53. The pharmaceutical composition of claim 46 wherein said composition provides controlled-release of one or more of the active components.

54. The pharmaceutical composition of claim 53 wherein said controlled-release is delayed-release of one or more of the active components.

55. The pharmaceutical composition of claim 53 wherein said controlled-release is extended-release of one or more of the active components.

56. A therapeutic method for treating a cardiovascular disorder, said method comprising administering to a subject susceptible to or afflicted with such disorder a first amount of an aldosterone receptor antagonist and a second amount of a calcium channel blocker, wherein said aldosterone receptor antagonist and calcium channel blocker together comprise a therapeutically-effective amount of said aldosterone receptor antagonist and said calcium channel blocker.

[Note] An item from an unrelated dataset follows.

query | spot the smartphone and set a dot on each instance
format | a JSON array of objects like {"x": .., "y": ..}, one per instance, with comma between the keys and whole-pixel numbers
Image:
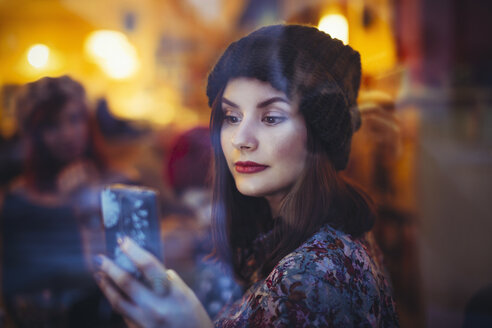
[{"x": 130, "y": 211}]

57. The method of claim 56, wherein said cardiovascular disorder is selected from the group consisting of hypertension, congestive heart failure, cirrhosis and ascites.

58. The method of claim 57, wherein said cardiovascular disorder is hypertension.

59. The method of claim 57, wherein said cardiovascular disorder is congestive heart failure.